Traceback (most recent call last):
  File "/Users/ishimoto/src/PynamoDB/pynamodb/connection/base.py", line 1387, in query
    return self.dispatch(QUERY, operation_kwargs, settings)
  File "/Users/ishimoto/src/PynamoDB/pynamodb/connection/base.py", line 340, in dispatch
    data = self._make_api_call(operation_name, operation_kwargs, settings)
  File "/Users/ishimoto/src/PynamoDB/pynamodb/connection/base.py", line 469, in _make_api_call
    raise VerboseClientError(
pynamodb.exceptions.VerboseClientError: An error occurred (UnrecognizedClientException) on request (QOC25V56NVI2T6UC2QM09B5TOVVV4KQNSO5AEMVJF66Q9ASUAAJG) on table (test_accout_dynamodb) when calling the Query operation: The security token included in the request is invalid.

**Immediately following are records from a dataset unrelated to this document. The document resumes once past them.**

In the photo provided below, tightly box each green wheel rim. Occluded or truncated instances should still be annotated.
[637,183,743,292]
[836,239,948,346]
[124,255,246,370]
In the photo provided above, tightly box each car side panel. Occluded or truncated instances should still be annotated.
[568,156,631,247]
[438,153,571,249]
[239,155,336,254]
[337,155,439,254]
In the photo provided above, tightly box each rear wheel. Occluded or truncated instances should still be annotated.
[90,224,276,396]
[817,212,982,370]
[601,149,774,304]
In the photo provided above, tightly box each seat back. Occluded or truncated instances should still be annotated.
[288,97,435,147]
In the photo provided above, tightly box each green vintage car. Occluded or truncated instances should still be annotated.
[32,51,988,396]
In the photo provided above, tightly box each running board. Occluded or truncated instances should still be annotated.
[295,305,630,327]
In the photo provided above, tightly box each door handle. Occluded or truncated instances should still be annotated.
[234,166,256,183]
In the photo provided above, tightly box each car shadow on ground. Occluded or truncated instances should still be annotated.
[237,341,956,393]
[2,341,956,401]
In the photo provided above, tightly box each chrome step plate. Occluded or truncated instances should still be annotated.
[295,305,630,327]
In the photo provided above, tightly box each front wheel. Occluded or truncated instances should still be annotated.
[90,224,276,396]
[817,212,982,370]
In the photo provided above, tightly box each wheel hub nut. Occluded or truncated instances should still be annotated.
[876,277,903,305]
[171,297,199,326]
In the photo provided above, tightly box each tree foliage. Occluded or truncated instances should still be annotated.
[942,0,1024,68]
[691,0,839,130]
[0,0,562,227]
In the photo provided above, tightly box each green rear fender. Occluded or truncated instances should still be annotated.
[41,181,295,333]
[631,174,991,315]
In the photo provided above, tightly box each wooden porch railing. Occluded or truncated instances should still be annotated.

During handling of the above exception, another exception occurred:

Traceback (most recent call last):
  File "/Users/ishimoto/src/PynamoDB/reproduce.py", line 54, in <module>
    fut.result()
  File "/Library/Frameworks/Python.framework/Versions/3.10/lib/python3.10/concurrent/futures/_base.py", line 451, in result
    return self.__get_result()
  File "/Library/Frameworks/Python.framework/Versions/3.10/lib/python3.10/concurrent/futures/_base.py", line 403, in __get_result
    raise self._exception
  File "/Library/Frameworks/Python.framework/Versions/3.10/lib/python3.10/concurrent/futures/thread.py", line 58, in run
    result = self.fn(*self.args, **self.kwargs)
  File "/Users/ishimoto/src/PynamoDB/reproduce.py", line 47, in get_item
    for user in UserModel.query("test@example.com"):
  File "/Users/ishimoto/src/PynamoDB/pynamodb/pagination.py", line 193, in __next__
    self._get_next_page()
  File "/Users/ishimoto/src/PynamoDB/pynamodb/pagination.py", line 179, in _get_next_page
    page = next(self.page_iter)
  File "/Users/ishimoto/src/PynamoDB/pynamodb/pagination.py", line 113, in __next__
    page = self._operation(*self._args, settings=self._settings, **self._kwargs)
  File "/Users/ishimoto/src/PynamoDB/pynamodb/connection/table.py", line 274, in query
    return self.connection.query(
  File "/Users/ishimoto/src/PynamoDB/pynamodb/connection/base.py", line 1389, in query
    raise QueryError("Failed to query items: {}".format(e), e)
pynamodb.exceptions.QueryError: Failed to query items: An error occurred (UnrecognizedClientException) on request (QOC25V56NVI2T6UC2QM09B5TOVVV4KQNSO5AEMVJF66Q9ASUAAJG) on table (test_accout_dynamodb) when calling the Query operation: The security token included in the request is invalid.

Cause

When botocore client lost credentials here, a new Session object is created with default credentials if the running thread does not own Session.

Resolution

Specify credentials when creating Session object.

[atsuoishimoto]

Any progress on this issue?
Please let me know if you have any questions.

[ikonst]

Thanks for the fix, and sorry for the delay.

[atsuoishimoto]

Thank you for the review! I deeply appreciate it.